Often, when reviewing albums MV will describe a particular track as “muscular”. It’s a good word to use. It means nothing in the context of music, obviously, but everyone reading the piece will know that the band has a tough sound that doesn’t take any prisoners.

The thing is, “muscular” doesn’t begin to cut it when talking about “Born A Dying Breed”.

It is clear right from the off – “Don’t Trust Me” starts with machine gun drumming for goodness sake – that with their third album, Stormbinger have created something that doesn’t so much want to flex its muscles as destroy everything you own, then return to salt the earth just for kicks.

A heavy rock album in every way, its hooks are huge and the chorus to the opener is insanely catchy, nonetheless it is a rock album that thinks it is a thrash collection.

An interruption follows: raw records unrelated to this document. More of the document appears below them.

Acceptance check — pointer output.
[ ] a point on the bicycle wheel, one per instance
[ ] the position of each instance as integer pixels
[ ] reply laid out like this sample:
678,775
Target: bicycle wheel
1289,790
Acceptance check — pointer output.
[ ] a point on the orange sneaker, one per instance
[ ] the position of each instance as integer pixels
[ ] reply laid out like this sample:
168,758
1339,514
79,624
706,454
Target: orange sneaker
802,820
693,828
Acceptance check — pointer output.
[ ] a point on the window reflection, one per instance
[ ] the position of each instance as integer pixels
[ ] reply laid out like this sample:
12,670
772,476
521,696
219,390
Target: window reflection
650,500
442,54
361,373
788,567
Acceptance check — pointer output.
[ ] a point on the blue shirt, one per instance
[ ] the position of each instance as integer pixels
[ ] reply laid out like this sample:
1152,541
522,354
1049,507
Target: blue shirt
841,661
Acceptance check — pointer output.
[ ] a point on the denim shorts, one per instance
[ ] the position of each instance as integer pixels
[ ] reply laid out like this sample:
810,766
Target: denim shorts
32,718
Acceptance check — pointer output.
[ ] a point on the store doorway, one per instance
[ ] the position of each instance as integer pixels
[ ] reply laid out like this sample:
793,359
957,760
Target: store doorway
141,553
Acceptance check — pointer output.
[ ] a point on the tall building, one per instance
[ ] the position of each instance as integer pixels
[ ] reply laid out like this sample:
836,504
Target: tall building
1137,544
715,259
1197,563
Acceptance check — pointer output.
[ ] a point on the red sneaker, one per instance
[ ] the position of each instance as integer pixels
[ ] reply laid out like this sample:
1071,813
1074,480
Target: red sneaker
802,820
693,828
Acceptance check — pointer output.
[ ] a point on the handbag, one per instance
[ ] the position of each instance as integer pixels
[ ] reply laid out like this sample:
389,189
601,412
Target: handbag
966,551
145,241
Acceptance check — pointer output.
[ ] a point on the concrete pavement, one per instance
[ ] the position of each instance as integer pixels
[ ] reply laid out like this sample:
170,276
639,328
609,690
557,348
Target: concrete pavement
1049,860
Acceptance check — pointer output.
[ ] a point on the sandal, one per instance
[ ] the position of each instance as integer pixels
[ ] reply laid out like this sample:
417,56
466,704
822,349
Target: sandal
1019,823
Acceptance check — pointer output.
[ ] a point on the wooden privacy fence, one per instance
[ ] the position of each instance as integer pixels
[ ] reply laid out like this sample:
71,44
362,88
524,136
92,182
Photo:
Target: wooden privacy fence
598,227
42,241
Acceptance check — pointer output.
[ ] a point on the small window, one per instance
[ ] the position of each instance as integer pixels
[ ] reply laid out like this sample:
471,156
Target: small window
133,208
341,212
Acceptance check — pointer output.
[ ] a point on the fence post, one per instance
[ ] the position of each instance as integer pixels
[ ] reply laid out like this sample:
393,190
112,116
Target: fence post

Like the little kid at school that doesn’t care how big the bully is he still kicks the shit out of him, this has a serious chip on its shoulder.

It also has some seriously good songs too. Like “Bleed For” and “Pay Your Respects” which comes in with a kind of Pantera feel and uses gang backing vocals to great effect. Saying that, this is one gang you’d definitely avoid down a dark alley, thanks very much.

“Through These Eyes” has a glorious Devil may care attitude, and is surely designed to engender a moshpit in some big field somewhere next summer (MV’s first look at the band was at a festival a few years back).

“Let It Begin” lives and dies by its huge bass groove, while “Stick To Your Guns” will strike a chord with all those who remember when Motley Crue were young and as likely to rob you at knifepoint as to put make-up on and chase girls, girls, girls.

The thing about this collection, though, is that it is not a dated affair. It does, though, play resolutely by its own rules. It’s nominal title track proves that. A southern rocker, it casts the five piece very much in the role of gunslingers in the manner that, say fellow East Midlanders Doomsday Outlaw do.

There are no let ups in the late stages either. Where some might run out of steam, not here. “Smother” chugs along as if it has urgent business and has a chorus that Alter Bridge would sell their souls for (if in fact they had one to start with).

And just when you thought things couldn’t get any angrier, “Consequence” doesn’t so much seethe as brood with a malevolence. “Whatever happened to shame” sneers singer Jimi Brown, who like the rest of the band, does a fine job. But he does so in a manner that suggests that he absolutely doesn’t want an answer.

The record ends in the same fashion that it has spent the rest. Absolutely, resolutely and royally pissed off. “Cross my heart, I hope you die,” seems like not just a key line here, but a mission statement for the album.

So, no this ain’t muscular and they aren’t bringing a storm either. Instead Stormbringer are about to reap all kinds of destruction. After watching dullards like Shinedown suck the life out of the genre, you could be forgiven for thinking that the glory days were over. “Born A Dying Breed” is a fabulous example of how good hard rock can still be.